Hace unos tres mil años, grupos humanos comenzaron a alcanzar Vanuatu, Fiyi y Tonga, internándose en un océano donde ninguna población se había establecido antes. Aquella expansión fue una de las grandes aventuras migratorias de nuestra especie, pero su historia resultó bastante más compleja de lo que durante mucho tiempo se supuso.
Un estudio de ADN antiguo ha analizado restos de 72 individuos de los últimos tres milenios y aporta, entre otros datos, los primeros genomas humanos antiguos obtenidos en Fiyi. Los resultados permiten distinguir varias oleadas de población y muestran que no todas avanzaron por el Pacífico al mismo ritmo.
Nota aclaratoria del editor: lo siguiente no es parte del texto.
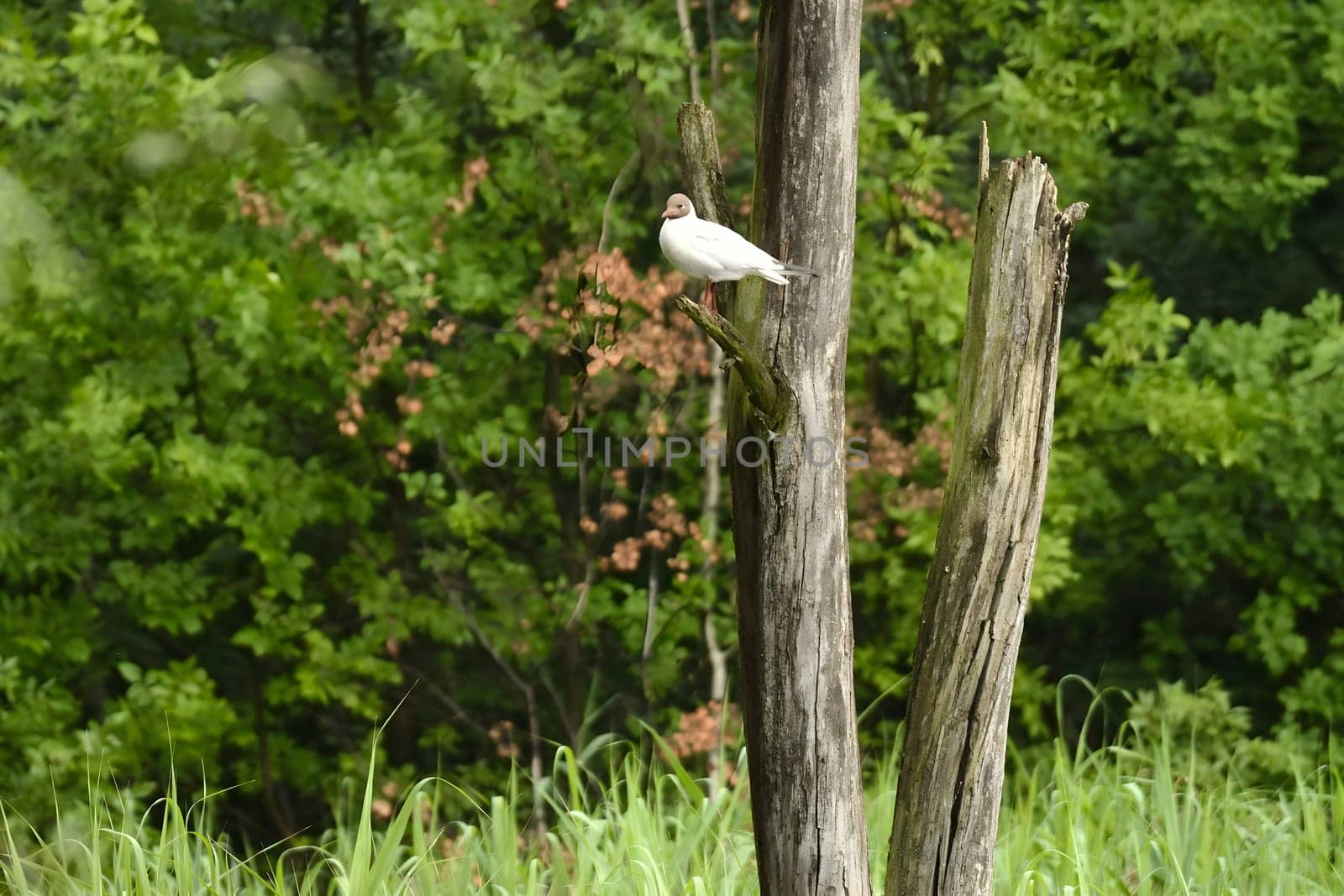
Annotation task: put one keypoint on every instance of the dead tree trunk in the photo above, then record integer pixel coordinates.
(788, 463)
(951, 782)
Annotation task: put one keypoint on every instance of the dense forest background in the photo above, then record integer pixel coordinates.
(272, 273)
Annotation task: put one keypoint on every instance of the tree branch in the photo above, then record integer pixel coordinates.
(763, 385)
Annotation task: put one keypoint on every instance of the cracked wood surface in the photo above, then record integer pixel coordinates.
(976, 597)
(790, 512)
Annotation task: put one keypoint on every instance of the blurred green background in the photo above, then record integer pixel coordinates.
(272, 271)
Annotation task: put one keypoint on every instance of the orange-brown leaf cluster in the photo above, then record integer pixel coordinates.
(698, 731)
(936, 208)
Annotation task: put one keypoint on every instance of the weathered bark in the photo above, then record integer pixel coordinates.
(952, 768)
(790, 512)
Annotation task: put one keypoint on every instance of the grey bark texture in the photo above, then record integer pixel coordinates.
(952, 768)
(790, 511)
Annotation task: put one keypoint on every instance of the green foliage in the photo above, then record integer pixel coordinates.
(1148, 813)
(273, 275)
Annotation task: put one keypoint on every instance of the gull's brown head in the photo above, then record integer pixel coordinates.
(679, 206)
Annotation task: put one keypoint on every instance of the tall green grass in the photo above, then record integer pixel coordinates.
(1135, 819)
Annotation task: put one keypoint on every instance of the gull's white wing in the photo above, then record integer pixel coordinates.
(730, 249)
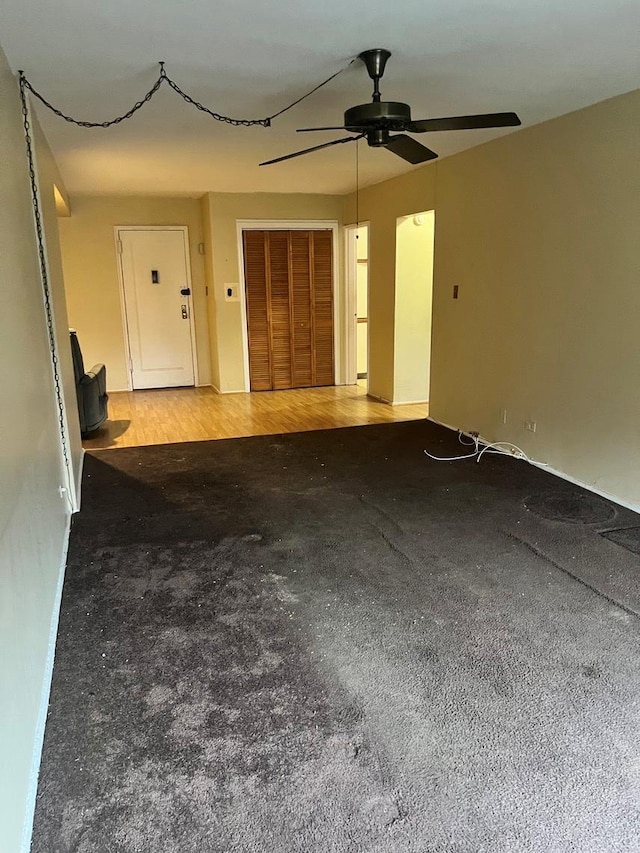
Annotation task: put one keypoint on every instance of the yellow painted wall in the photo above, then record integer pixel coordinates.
(539, 229)
(222, 254)
(414, 292)
(380, 206)
(91, 274)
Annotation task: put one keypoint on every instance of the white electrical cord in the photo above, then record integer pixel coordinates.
(477, 454)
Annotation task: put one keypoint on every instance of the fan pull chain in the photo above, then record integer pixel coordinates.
(162, 78)
(357, 186)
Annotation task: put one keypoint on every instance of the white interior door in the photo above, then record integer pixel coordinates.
(158, 304)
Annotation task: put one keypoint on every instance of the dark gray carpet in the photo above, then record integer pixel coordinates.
(327, 642)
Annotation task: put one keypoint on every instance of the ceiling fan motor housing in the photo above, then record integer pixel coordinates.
(391, 115)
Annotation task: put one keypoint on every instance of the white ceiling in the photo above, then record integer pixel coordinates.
(249, 58)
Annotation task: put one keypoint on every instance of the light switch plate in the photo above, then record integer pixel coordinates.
(232, 292)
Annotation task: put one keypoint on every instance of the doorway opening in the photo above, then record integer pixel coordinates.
(357, 281)
(413, 307)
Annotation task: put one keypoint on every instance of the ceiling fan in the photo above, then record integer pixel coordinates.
(384, 124)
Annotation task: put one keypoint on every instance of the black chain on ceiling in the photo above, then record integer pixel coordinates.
(162, 78)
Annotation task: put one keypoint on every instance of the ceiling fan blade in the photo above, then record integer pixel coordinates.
(464, 122)
(308, 150)
(410, 149)
(309, 129)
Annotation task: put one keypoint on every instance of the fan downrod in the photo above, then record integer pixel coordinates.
(375, 60)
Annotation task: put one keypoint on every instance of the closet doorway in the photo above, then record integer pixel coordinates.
(289, 292)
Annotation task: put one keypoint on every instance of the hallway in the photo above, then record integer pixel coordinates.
(166, 416)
La primera expansión, relacionada principalmente con poblaciones del sudeste asiático, recorrió rápidamente los archipiélagos. Una segunda corriente de ascendencia relacionada con Papúa avanzó después: ya estaba presente en Vanuatu hace unos 2.700 años, pero tardó aproximadamente otros cinco siglos en aparecer más al este, en Fiyi.
La genética permite así reconstruir no solo viajes entre islas. En un cementerio fiyiano de hace unos 1.500 años, los investigadores han podido seguir cinco generaciones y detectar diferencias de ascendencia asociadas posiblemente al parentesco, el estatus y la transmisión de riqueza. Migración y organización social aparecen juntas en la historia de quienes colonizaron el océano.